Er drängte sich nicht vor.
...
Schwere Fische kamen ihm
entgegen.
Es dünkte ihn, es wären immer
dieselben.
Waren es immer dieselben?
Überall Dasselbe –
Stunden im Meer
Im Meer gehend im Tethysmeer
stundenlang gehend
den gemeinen Orten zu
stundenlang gehend
fürchtete er sich
sich verirrt zu haben.
Im Innern
man sah es ihm nicht an
fühlte er aber
dies sei gut.
Er dachte:
alles sieht gleich aus,
ich wandere den gemeinen Orten
entgegen,
den Antrag unter dem Arm
im Tethysmeer.
„Es fiel mir, ich gestehe es, im
Nachhinein nicht leicht, zu erkennen,
wohin ich ging, ob ich
irgendwohin ging, so wie ich es vorhatte, oder ob
ich am selben Ort geblieben war.
Wie soll ich es in schöne Worte kleiden?
es drängte sich vieles gegen
mich. Das tethynische Meer drängte sich mir
entgegen in seiner ruhigen
Strenge...von der Art her beharrlich.
Unauffällig war sein Wille, mich weise zu
machen, mich, den Boten,
den verarmten Reedereibesitzer, mit dem Antrag unter
dem Arm.
Es sagte mir:
Denke nicht, Lumpenhund, es gäbe
einen Weg
vorbei am Horizont
denke nicht
diese Falten, die sich hier zum
Gebirge gebärden
hätten euch im Sinn.
Bemühe dich
Zack
bemühe dich
um den Horizont!
sprach das Meer
schrieb Adalbert Spichtig am 18.
Dezember 1513 in
sein Notizbuch und las den Text
laut vor auf dem Marktplatz.
Er kletterte hierzu auf den
Balken des Galgens.
Er sprach in den Jubel:
Wie ist die Aussicht?
Was habt ihr für eine Aussicht?
Die Menschen waren froh.
Sahen sie ihn?

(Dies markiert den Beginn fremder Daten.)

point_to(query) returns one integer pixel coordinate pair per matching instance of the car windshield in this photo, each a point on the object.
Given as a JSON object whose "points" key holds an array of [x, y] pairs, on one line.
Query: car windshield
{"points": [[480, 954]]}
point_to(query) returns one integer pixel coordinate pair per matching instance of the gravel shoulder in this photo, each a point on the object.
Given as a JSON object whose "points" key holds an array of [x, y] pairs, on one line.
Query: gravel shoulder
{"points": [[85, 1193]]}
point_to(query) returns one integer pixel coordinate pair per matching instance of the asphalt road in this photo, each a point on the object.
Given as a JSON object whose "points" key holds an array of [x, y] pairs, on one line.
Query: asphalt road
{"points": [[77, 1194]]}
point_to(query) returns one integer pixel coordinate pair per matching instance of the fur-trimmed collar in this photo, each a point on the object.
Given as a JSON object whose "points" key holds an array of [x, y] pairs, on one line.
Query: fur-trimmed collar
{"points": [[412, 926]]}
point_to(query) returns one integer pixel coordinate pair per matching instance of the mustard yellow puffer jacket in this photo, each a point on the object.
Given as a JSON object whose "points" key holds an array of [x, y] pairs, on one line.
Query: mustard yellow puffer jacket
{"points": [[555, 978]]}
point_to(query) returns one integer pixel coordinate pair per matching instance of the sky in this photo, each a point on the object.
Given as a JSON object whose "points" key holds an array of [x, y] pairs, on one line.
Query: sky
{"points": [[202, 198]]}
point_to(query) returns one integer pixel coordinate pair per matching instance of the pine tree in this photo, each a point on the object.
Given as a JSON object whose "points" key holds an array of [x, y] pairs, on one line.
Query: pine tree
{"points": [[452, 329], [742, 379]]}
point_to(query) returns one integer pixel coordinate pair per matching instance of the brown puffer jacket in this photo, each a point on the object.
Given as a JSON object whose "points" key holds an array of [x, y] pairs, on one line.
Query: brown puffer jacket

Konnte er
unauffällig sein?
Denn sein Schiffereibetrieb war
zerrüttet.
Längst war das Meer weg
was die Menschen freute.
In den zuvor mit Appenzell
abgeschlossenen Schutz- und Bündnisverträgen war
das Land als Bundesgenosse mittleren
Rechts behandelt worden.
Wer sagte das?
Irgendjemand, sehr laut.
Die Appenzeller
sassen auf dem Marktplatz.
Auf dem Boden lagen
warme Decken.
Würste wurden
zum heiteren Anlass
gereicht.
Käse schmolz
über unzähligen Feuern
gespenstisch stieg der Rauch
in den kalten Himmel.
Appenzell!
wurde gerufen
doch es war nicht Adalbert
Spichtigs Stimme.
Appenzell erhält in der Rangfolge
der vollberechtigten Orte den Platz 13 hinter Zürich, Bern, Luzern, Uri,
Schwyz, Unterwalden, Glarus, Zug, Basel, Freiburg, Solothurn und Schaffhausen.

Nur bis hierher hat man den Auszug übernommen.